I don't know. I haven't followed his work closely. I know that Jed thinks
both Mizun and Ohmori are very careful and competent experimentalists. The
vatch with electrical measurement is tha the common AC meters are calibrated
with assumed sine waves. There are digital "RMS" meters, but these work only
if the waveform is not too distorted and contains mostly distorted power
frequency waveforms. A few instruments have wideband circuits that can
perform the RMS operation in real time. There are a few digital
oscilloscopes that will do a snapshot of E and I waveforms and then do the
full RMS calculation. There is a TI portable oscilloscope which does this.

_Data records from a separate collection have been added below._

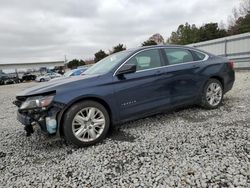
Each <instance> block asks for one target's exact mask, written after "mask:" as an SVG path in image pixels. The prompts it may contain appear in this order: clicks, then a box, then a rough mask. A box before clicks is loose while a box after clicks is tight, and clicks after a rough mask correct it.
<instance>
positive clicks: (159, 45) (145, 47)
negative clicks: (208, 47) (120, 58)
mask: <svg viewBox="0 0 250 188" xmlns="http://www.w3.org/2000/svg"><path fill="white" fill-rule="evenodd" d="M167 47H171V48H173V47H178V48H185V49H190V50H195V51H201V52H204V51H202V50H199V49H197V48H194V47H190V46H184V45H176V44H165V45H163V44H161V45H151V46H142V47H137V48H131V49H128V50H127V51H131V52H137V51H140V50H144V49H157V48H167Z"/></svg>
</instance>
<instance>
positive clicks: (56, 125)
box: [13, 100, 65, 136]
mask: <svg viewBox="0 0 250 188" xmlns="http://www.w3.org/2000/svg"><path fill="white" fill-rule="evenodd" d="M13 103H14V104H15V105H16V106H18V107H19V109H18V111H17V120H18V121H19V122H20V123H22V124H23V125H24V126H25V127H24V130H25V131H26V136H30V135H31V134H32V133H33V132H34V129H33V126H36V125H39V127H40V128H41V130H42V132H44V133H46V134H56V133H57V130H58V127H59V125H58V114H59V113H60V111H61V110H62V109H63V108H64V106H65V105H64V104H61V103H57V102H53V103H52V104H51V105H50V106H49V107H47V108H34V109H28V110H25V109H22V110H21V109H20V106H21V102H20V101H18V100H17V101H14V102H13Z"/></svg>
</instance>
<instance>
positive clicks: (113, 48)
mask: <svg viewBox="0 0 250 188" xmlns="http://www.w3.org/2000/svg"><path fill="white" fill-rule="evenodd" d="M123 50H126V46H124V45H123V44H118V45H117V46H114V47H113V49H112V51H111V52H110V54H113V53H116V52H120V51H123Z"/></svg>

If you use analog meters and properly calibrate them, they can be used, but
you have to know very well what you are doing.
In Little's third series of "Mizuno runs", trials four and five, in which
he was trying to duplicate Mizuno's results, he apparently used the same
calorimetry and general cell design as Mizuno. His results showed a
pretty clean zero in run 4 (168,000 joules out, 167,000 joules in,
difference < 1%), and a complete failure to boil in run 5 (consistent with
input power being less than output power), which suggests that, despite
the noisy nature of the input current and voltage, his _measurements_ were
correct (odds of a bogus meter reading showing power-in == power-out in
run 4 would seem to be pretty low --
you'd expect to see either excess power or an unexplained power loss in
such a case, and in run 5, the lack of boiling was consistent with the
meter readings).
Obviously lots of other things could have been wrong, including the
possible use of a steel anode in place of platinum (quoting Jed, in old
email -- dunno for sure what anode Little was using on those runs). If
he'd packed up his meters (which appear to be portable) and taken them to
Japan and observed a successful run in Mizuno's lab, it would have at
least made it pretty clear whether it was something going on inside the
cell or something going on with the measurements which made his results
come out differently.
Please understand, this is a kind of "Gee I wish..." thing rather than a
criticism of anyone.
Steve, I understand. This is **not** uncommon. I don't know if steel in
place of platinum is critical to the effect. but if you are going validate
someone's work you *****duplicate***** it first until you see the same
results. Then you can 'do your own thing'. If Mizuno wears a pointy hat, you
wear one too. You simply cannot assume that *you* know better. If, for
example, Scott used steel instead of platinum in his lab, and knew thae
Mizuno used platinum, this is a gross error and flying to Japan with digital
pocket meters is not apt to be very informative. You do the homework first.
Some years ago Miley had performed some experiments showing transmutation
and went so far as to provide kits for others to duplicate his work. Scott
got a kit and went though the motions but did not get Miley's result. After
much discussion back and forth, it develops that Scott did not **duplicate**
something, I think it was a gasket material. Irrelevant? Absolutely not, in
a chemical experiment, for gaskets can leach contaminants. As I recall,
Miley was furious about this.
[If I have something wrong in the above account, pease correct me.]